MATLAB Examples

funmin_g

1-D guaranteed global minimum value on [a,b] and the subset containing optimal solutions

Contents

Syntax

fmin = funmin_g(f)

fmin = funmin_g(f,a,b,abstol,TolX)

fmin = funmin_g(f,'a',a,'b',b,'abstol',abstol,'TolX',TolX)

fmin = funmin_g(f,in_param)

[fmin, out_param] = funmin_g(f,...)

Description

fmin = funmin_g(f) finds minimum value of function f on the default interval [0,1] within the guaranteed absolute error tolerance of 1e-6 and the X tolerance of 1e-3. Default initial number of points is 100 and default cost budget is 1e7. Input f is a function handle.

fmin = funmin_g(f,a,b,abstol,TolX) finds minimum value of function f with ordered input parameters that define the finite interval [a,b], a guaranteed absolute error tolerance abstol and a guaranteed X tolerance TolX.

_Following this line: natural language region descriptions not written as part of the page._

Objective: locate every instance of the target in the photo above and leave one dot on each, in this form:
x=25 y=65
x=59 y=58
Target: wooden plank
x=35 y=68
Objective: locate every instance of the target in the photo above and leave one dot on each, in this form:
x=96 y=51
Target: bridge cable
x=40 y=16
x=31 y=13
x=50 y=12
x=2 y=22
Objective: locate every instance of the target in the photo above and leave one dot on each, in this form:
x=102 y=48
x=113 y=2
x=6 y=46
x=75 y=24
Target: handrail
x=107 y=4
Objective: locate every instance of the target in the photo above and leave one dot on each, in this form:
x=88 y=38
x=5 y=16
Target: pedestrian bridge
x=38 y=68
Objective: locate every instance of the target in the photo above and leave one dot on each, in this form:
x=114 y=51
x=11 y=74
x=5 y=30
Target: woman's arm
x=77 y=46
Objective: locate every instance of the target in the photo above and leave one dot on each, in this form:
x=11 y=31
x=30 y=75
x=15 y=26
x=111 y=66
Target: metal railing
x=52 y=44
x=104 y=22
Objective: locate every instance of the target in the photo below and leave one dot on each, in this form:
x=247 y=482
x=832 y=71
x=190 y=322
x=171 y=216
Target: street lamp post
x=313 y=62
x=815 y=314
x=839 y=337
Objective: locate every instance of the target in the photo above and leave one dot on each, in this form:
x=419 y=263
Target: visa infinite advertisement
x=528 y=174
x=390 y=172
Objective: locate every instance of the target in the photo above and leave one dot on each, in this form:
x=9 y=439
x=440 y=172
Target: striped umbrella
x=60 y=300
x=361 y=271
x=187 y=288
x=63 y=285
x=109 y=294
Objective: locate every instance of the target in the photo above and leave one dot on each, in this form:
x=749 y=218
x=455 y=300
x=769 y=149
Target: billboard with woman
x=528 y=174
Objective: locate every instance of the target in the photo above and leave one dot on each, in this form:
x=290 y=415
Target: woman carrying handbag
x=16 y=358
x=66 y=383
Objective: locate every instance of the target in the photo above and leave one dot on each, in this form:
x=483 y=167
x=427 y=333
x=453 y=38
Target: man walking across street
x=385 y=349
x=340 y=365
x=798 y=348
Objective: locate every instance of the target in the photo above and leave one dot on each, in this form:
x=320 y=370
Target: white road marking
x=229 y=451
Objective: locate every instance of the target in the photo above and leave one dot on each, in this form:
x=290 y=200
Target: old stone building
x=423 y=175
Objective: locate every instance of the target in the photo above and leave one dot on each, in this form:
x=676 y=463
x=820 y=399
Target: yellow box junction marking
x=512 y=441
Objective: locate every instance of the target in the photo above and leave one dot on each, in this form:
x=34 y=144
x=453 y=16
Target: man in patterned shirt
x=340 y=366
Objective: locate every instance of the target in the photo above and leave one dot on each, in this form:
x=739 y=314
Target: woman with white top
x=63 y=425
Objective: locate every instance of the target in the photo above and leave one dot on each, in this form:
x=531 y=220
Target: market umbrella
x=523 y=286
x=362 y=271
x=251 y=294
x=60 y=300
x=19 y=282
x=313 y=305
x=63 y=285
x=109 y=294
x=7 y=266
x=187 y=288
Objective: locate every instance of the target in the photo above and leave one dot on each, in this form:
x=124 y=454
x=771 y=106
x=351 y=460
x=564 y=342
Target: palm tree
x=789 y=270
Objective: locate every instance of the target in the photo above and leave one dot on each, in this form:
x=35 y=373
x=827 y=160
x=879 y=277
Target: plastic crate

fmin = funmin_g(f,'a',a,'b',b,'abstol',abstol,'TolX',TolX) finds minimum value of function f on the interval [a,b] with a guaranteed absolute error tolerance abstol and a guaranteed X tolerance TolX. All five field-value pairs are optional and can be supplied in different order.

fmin = funmin_g(f,in_param) finds minimum value of function f on the interval [in_param.a,in_param.b] with a guaranteed absolute error tolerance in_param.abstol and a guaranteed X tolerance in_param.TolX. If a field is not specified, the default value is used.

[fmin, out_param] = funmin_g(f,...) returns minimum value fmin of function f and an output structure out_param.

Input Arguments

  • f --- input function
  • in_param.a --- left end point of interval, default value is 0
  • in_param.b --- right end point of interval, default value is 1
  • in_param.abstol --- guaranteed absolute error tolerance, default value is 1e-6.
  • in_param.TolX --- guaranteed X tolerance, default value is 1e-3.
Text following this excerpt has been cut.